For example, an Australian state’s 1990 regulation requiring bicycle riders to wear safety helmets did, indeed, reduce brain injuries from bike accidents. But it also had a net negative impact on the health of children in the state because more kids became less active, ditching bike riding altogether instead of wearing something they considered unfashionable.
Business owners soon will be facing the unintended consequences of a new law that goes into effect in September requiring salary transparency in help-wanted, transfer and promotion ads from employers with four or more employees.
A Look at the Law
The new law requires employers to link a good-faith compensation range with every job posting for which there is a job description for work to be performed in New York State. It also requires compensation ranges for postings for promotion and transfer opportunities.
Failure to abide by this law will result in investigation and prosecution by the state commissioner of labor, with civil penalties not to exceed $1,000 for the first violation, $2,000 for the second and $3,000 for the third and every subsequent violation.
On the surface, the aim of salary transparency is noble and right. The main goal is to reduce salary inequality between men and women, especially Black and Hispanic women. According to U.S. Department of Labor numbers, women made 83 cents for every dollar made by men in 2020. Black women made only 64 cents and Hispanic women earned 57 cents for every dollar made by men in that same year.
New York Gov. Kathy Hochul hailed the new law as a “historic measure” that “will be a critical tool in our efforts to end pervasive pay gaps for women and people of color.” This is likely true.

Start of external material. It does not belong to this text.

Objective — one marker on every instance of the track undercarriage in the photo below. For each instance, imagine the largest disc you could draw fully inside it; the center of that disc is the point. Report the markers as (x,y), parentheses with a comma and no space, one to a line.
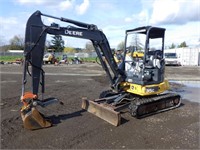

What business owners need to be prepared for are some new issues created by this well-intentioned law.
So much of what determines a person’s salary is unseen by the majority of employees. The biggest factor in many situations is actual performance. Thus, the perception of non-race or -gender based differences in salary between employees likely is going to be very different from the reality known by the employer.
Put more bluntly, we’re not very good at assessing our own performance compared to others who might be better at doing their jobs than we are. Further, when we’re made aware of differences in pay between us and a colleague, that blind spot gets bigger. Thus, employers should be ready for a period of increased turnover and lower morale. Here’s proof:
A California Example
Shortly after the University of California made its employees’ salaries public, a team of scholars conducted an interesting study. They sent letters to a random set of faculty in the UC system, informing them of a newspaper website that could be used to find out the salaries of their peers.
A few days later, the researchers called all campus employees to ask about their use of the website, their job satisfaction and their job search intentions.
Those who visited the site and discovered they were paid lower than the median were much less satisfied with their jobs and more likely to express the intent to leave than those who were paid below the median but didn’t receive the prompt to check out their colleague’s pay.
There’s no reason to think similar awareness in New York will lead to different results than what the California study found.